In many cases, Product doesn't do a great job of describing their desired outcome. Engineering then makes inaccurate assumptions about what they think that Product wants. When Engineering starts work on a feature, they start asking questions, and Product starts to see the result of Engineering's work. That is when Product realizes that you were building the wrong thing, which is far too late.
Alignment is the challenge here. The things I have recommended in this post will improve alignment tremendously so that these problems won't pop up as often. They are still going to happen, though. When it does happen, you can offer two options to Product. These are the same two options that you would provide to anyone that wants to change in-flight work.
- Continue with the work and iterate on it in the future.
- Cancel the work, but it goes into replanning, and the team continues with the work already scheduled.

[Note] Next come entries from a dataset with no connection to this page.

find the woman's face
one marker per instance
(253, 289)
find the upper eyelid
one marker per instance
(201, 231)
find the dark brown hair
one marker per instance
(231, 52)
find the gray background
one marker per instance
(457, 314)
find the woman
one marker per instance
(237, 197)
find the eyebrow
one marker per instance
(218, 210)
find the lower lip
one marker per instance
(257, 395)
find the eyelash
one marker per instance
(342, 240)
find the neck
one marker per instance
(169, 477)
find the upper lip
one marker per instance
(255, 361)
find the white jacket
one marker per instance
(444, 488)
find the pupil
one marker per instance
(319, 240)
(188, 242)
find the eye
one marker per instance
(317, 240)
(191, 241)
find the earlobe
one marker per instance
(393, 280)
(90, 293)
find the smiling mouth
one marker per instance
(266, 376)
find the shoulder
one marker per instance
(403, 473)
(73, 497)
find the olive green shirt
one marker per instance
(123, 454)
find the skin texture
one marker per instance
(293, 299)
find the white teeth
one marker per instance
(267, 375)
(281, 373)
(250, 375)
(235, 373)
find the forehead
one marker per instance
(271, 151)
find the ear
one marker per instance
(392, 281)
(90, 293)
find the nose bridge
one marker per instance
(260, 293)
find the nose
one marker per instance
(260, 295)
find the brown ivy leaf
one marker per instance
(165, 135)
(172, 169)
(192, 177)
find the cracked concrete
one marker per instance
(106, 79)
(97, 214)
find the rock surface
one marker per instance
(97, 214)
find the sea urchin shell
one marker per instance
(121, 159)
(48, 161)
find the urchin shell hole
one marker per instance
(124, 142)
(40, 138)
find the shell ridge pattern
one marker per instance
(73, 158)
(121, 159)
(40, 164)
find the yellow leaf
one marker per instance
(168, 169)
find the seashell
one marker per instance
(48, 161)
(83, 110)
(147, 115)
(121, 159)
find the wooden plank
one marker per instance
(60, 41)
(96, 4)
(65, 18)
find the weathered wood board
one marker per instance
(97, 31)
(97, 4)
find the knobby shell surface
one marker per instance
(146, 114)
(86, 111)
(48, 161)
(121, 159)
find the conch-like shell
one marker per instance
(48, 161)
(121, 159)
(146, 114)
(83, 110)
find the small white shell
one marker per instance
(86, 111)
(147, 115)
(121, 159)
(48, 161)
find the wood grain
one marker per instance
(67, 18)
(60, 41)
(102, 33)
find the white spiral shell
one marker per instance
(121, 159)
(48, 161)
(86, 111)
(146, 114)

Those are the only two options that work. Trying to replan in-flight is too costly. It disrupts your delivery schedule and everything around it. Changing work in flight also increases delivery risk. It's a much better option to deliver something that is not quite right then to deliver nothing at all or deliver the perfect thing at a much greater cost than anticipated.
Keep in mind the fact that the Product team is one of your stakeholders. You should enable them, not block them. It's also essential that you retain the Political Capital with them that lubricates discussion and allows you to work together. So give them the option to step back, replan and reprioritize. It won't be in the current Sprint (if you are doing Sprints), but it could be in the next Sprint if it continues to be necessary.
It's Not My Job
You may be thinking to yourself, 'this is Product's job. Why am I spending my time doing this?'. That 'It's not my job' think has no place in your repertoire. You do it because it is critical for success, and no one else is doing it. In a matrixed organization, no one is accountable for delivering the product. If everyone provides what they are accountable for, everyone is successful, but nothing useful gets into production. You are holding yourself accountable for delivering something useful to production, and with that extra accountability comes extra work.
Mentoring and Delegation
In the best case, this work with Product happens in your team. Once you set the model, it's time to start delegating the work. Include members of your team in these conversations with Product. Before you meet with Product, explain your approach for the meeting and what you expect to accomplish. Afterward, explain how you think it went, what you could have done better, and what you expect the outcome to be. Over time, shift control of the conversation to them so that they can drive. In the end, these good conversations will happen without you in the room.
This Approach Works at All Levels
This approach works regardless of your level. From a manager of individual contributors to a Vice President of Engineering or CTO this approach works. The details change, and the higher up in the organization you are, the more you will focus on mentoring your direct reports. However, the approach consistently works.